Gıda takviyelerinin yürürlükteki mevzuata göre unsurlarına bakıldığında “ilaç” sınıfında olduğunu vurgulayan Ecz. Nurten Saydan, “İlaç hizmeti eczacısız olması mümkün olmayan bir hizmettir. İlacı zehirden ayıran şey dozudur. Her ilaç, belirli sınırlar dışına çıkıldığında zarar vericidir, hatta öldürücü bile olabilir. Gıda takviyeleri, dozu belirlenmiş ilaçlardır. Halk arasındaki isimleri “bitkisel ilaçlardır”. Bunların satış yerleri eczanelerimizdir. Çünkü bunlar GIDA değildir. Gıda takviyesi isminin kullanılması bile sakıncalıdır” ifadesini kullandı.
TEİS Başkanı: Gıda takviyesi denilerek satılan ilaçlar ciddi sağlık riskleri yaratıyor
Bu tür ilaçların isimlendirilmesinde “gıda takviyesi” ibaresinin kullanılmasına karşı çıktıklarını vurgulayan Ecz. Nurten Saydan, “İsminin gıda takviyesi olması o ürünün ilaç olmadığı anlamına gelmez. İlaçlar ve bitkisel ilaçlar, eczacıların uzmanlık alanıdır. Yani bu ürünleri en iyi bilenler eczacılardır ve bunları kullanırken mutlaka eczacınıza danışmanız gerekmektedir. Gıda takviyesi adı altındaki ilaçların televizyon, internet, aktar, market gibi yerlerde reklamlarının yapılıp kontrolsüz şekilde satılması halk sağlını olumsuz yönde etkilemektedir” dedi.
Bu tür ürünlerin Sağlık Bakanlığı tarafından incelenip onaylandıktan sonra, doğru ellerden, bilgi verilerek halka ulaşmasının gerekliliğine işaret eden TEİS Genel Başkanı Nurten Saydan, disiplinsiz bir alanda “tamamen bitkisel”, “doğal ürün”, “mucizevi çözüm” gibi ifadelerle reklam temelli satışların yanlış kullanımlara yol açtığını kaydetti.

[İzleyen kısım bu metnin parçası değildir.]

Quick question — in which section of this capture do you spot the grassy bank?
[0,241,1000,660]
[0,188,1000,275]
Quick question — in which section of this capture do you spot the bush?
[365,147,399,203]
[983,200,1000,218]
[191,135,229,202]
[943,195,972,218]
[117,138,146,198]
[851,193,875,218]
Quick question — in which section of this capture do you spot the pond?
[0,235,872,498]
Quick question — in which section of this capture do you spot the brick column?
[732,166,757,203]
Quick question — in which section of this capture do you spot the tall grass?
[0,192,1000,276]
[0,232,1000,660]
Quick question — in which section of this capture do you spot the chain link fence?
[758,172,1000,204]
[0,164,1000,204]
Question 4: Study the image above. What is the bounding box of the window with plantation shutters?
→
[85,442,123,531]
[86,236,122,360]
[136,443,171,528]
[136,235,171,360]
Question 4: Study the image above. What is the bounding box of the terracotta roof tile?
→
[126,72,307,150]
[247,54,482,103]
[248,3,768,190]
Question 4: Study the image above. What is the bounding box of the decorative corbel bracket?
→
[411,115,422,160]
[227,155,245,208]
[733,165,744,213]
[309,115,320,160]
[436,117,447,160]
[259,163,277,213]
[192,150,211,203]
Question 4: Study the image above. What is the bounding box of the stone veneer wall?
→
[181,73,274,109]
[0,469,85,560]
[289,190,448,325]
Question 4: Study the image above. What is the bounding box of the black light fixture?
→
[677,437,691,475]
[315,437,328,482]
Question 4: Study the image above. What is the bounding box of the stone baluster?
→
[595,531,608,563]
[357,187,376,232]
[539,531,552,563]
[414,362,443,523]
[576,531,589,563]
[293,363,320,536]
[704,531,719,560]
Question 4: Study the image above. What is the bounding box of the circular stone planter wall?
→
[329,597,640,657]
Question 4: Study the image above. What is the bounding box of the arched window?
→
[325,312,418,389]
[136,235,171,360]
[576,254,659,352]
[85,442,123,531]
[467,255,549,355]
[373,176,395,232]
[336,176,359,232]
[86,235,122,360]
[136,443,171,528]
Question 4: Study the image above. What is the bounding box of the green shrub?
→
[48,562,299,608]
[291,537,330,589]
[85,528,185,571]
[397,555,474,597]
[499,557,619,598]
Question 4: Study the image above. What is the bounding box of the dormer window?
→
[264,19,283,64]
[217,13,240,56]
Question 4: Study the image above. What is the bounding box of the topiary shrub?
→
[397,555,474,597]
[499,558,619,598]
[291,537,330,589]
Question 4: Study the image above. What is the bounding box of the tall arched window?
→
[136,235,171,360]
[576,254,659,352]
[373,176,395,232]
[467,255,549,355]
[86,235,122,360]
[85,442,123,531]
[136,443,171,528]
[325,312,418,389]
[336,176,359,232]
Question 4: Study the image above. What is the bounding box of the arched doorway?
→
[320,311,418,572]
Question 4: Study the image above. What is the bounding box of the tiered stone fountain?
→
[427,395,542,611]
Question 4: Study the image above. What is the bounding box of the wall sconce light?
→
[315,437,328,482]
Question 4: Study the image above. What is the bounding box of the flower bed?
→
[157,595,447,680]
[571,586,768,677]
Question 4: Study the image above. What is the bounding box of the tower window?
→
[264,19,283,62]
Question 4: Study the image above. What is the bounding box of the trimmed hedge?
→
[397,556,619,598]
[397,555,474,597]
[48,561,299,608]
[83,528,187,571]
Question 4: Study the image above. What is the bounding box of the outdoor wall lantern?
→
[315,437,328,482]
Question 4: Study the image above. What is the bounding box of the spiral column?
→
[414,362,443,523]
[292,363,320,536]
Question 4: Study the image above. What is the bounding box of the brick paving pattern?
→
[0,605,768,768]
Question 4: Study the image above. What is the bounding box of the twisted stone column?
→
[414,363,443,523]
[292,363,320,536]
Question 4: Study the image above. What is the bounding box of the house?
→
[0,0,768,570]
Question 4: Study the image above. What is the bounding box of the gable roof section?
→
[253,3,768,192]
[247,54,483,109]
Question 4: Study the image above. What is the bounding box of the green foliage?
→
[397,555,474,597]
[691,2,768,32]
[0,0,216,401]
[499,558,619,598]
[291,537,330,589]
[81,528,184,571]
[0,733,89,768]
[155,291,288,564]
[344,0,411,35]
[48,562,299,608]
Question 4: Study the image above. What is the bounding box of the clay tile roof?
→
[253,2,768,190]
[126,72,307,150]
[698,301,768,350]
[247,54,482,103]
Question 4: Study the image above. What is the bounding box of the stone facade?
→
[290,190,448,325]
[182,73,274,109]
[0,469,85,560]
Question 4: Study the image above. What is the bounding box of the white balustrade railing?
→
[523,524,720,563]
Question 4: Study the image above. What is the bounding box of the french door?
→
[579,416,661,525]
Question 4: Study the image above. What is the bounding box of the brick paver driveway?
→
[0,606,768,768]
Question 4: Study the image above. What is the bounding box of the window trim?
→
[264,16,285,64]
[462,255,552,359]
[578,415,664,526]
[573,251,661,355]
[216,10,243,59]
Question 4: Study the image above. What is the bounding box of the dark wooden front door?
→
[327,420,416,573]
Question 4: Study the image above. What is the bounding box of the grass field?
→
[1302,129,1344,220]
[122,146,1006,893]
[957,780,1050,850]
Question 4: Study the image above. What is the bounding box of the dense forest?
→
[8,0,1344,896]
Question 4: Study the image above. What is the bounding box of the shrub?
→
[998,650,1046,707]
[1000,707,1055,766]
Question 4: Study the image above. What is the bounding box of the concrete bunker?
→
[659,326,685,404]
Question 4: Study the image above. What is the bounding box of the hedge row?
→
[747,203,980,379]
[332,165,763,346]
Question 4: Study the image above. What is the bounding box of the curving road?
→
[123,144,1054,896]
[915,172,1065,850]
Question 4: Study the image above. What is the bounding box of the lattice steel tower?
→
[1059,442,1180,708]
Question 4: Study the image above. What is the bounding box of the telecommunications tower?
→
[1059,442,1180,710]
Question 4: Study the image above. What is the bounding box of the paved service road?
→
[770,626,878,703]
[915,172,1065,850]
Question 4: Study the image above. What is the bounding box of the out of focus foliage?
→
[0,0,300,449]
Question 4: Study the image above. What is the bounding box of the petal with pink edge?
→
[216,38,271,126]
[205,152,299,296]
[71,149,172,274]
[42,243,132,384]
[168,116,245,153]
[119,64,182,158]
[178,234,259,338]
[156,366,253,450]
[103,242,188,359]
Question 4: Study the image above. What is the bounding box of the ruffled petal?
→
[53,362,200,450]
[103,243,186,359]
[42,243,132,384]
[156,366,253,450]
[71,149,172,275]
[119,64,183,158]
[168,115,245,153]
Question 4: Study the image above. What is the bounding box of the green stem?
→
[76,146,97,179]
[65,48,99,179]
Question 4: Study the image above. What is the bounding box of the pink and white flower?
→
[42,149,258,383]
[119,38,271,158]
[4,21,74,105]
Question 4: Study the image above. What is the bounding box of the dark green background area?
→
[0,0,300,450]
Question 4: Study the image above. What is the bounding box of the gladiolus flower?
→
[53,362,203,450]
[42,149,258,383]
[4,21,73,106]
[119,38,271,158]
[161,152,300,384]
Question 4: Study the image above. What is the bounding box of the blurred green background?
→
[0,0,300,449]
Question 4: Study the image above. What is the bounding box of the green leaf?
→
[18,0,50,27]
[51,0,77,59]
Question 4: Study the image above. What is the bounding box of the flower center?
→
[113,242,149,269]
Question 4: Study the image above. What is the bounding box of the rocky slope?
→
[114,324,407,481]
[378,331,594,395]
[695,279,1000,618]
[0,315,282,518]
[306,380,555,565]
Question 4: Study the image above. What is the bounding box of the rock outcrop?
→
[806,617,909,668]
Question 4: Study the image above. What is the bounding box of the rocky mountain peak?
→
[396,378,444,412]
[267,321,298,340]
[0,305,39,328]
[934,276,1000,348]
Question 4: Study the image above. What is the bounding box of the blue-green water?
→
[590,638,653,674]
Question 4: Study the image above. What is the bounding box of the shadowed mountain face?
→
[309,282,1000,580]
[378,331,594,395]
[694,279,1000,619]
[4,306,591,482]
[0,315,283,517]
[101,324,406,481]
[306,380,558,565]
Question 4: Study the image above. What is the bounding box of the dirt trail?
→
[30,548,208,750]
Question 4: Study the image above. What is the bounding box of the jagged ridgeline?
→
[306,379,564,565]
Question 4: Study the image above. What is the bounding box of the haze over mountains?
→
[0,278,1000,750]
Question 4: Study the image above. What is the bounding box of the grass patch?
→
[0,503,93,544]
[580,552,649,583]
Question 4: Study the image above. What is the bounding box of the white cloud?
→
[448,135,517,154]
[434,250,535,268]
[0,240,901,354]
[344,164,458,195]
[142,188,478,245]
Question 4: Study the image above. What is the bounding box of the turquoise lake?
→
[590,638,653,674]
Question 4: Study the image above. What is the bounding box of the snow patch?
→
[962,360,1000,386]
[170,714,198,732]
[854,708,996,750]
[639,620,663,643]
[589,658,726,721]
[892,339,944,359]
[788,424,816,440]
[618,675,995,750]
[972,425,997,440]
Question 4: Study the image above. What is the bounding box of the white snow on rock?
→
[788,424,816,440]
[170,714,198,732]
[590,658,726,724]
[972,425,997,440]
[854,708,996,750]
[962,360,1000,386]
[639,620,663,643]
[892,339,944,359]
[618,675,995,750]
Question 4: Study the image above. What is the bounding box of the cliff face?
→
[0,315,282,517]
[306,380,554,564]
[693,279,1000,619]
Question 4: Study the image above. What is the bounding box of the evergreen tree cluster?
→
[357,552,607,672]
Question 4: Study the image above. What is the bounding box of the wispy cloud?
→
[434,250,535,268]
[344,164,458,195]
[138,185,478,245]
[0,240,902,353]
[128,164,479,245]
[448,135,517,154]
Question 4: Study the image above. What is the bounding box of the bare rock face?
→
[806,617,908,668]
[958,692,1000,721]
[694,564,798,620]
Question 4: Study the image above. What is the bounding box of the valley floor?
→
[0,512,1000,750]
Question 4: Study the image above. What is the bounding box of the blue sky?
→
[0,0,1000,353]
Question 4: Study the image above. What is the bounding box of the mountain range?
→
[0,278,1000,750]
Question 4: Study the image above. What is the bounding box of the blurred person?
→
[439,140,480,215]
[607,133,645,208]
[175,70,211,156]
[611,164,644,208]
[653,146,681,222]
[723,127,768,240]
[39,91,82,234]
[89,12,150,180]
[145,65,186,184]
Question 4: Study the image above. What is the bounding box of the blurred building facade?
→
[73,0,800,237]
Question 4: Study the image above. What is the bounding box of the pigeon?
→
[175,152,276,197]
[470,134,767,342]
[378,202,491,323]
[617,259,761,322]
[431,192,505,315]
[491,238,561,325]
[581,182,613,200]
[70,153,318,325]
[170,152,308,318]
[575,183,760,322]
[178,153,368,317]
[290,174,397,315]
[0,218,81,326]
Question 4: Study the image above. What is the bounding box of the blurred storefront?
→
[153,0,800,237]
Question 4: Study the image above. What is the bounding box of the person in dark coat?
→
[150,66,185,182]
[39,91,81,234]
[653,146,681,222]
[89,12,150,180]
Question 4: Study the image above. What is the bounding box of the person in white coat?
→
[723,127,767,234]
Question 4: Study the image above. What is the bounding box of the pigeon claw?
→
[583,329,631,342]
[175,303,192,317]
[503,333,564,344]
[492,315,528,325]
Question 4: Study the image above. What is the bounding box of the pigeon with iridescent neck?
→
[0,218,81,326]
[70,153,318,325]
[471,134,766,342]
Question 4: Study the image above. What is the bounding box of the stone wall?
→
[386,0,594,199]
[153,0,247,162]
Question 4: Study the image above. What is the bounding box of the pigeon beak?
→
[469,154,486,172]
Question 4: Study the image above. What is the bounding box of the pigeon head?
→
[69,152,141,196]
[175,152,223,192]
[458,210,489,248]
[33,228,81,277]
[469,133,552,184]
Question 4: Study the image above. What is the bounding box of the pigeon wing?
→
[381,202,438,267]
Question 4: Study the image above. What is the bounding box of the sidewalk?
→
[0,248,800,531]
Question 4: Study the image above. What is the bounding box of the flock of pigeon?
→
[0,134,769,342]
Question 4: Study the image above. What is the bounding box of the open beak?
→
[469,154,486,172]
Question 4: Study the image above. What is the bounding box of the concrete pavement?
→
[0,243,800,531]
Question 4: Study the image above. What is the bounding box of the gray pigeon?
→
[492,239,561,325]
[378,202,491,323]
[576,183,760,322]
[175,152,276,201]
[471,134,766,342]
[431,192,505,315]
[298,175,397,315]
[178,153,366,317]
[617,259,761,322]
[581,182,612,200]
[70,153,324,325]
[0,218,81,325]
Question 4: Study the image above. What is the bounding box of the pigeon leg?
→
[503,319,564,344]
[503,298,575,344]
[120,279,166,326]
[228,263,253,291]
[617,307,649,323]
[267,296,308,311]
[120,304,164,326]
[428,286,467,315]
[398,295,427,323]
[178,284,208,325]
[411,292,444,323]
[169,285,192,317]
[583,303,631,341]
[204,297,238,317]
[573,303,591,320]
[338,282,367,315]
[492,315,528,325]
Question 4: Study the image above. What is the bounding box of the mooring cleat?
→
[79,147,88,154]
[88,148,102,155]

Ecz. Nurten Saydan şunları vurguladı: “Bu tip ürünlerin gelişi güzel kullanımı var olan hastalığı iyileştirmediği gibi, ilerde doğabilecek tedavisi mümkün olmayan sorunlara zemin hazırlayabilir. Yani tamamen bitkisel demek, ürünlerin masum olduğu anlamına gelmez. Bitkisel birçok ürün, yanlış kullanıldığı takdirde, başta karaciğer olmak üzere vücudun birçok organına zarar verebilmekte, zehire dönüşebilmektedir.
TEİS olarak, Osmanlıdan günümüze kadar uzun bir geçmişe sahip aktarlarımızın tabi ki var olmasına karşı değiliz, ancak vatandaşlarımıza ıhlamur, zencefil gibi geleneksel kullanımı olan tıbbi drogları doğru bir şekilde sunmalarının dışındaki alanlara, özellikle ilaç alanına müdahale etmeleri kabul edilebilir bir tutum değildir. Aktarlar takviye edici gıda adı altındaki ilaçların resmi satış yerleri değildir. Bu tür ürünlerin Sağlık Bakanlığı’ndan alınan ruhsatlarla üretilmesi ve eczanelerden verilmesi gerekmektedir.”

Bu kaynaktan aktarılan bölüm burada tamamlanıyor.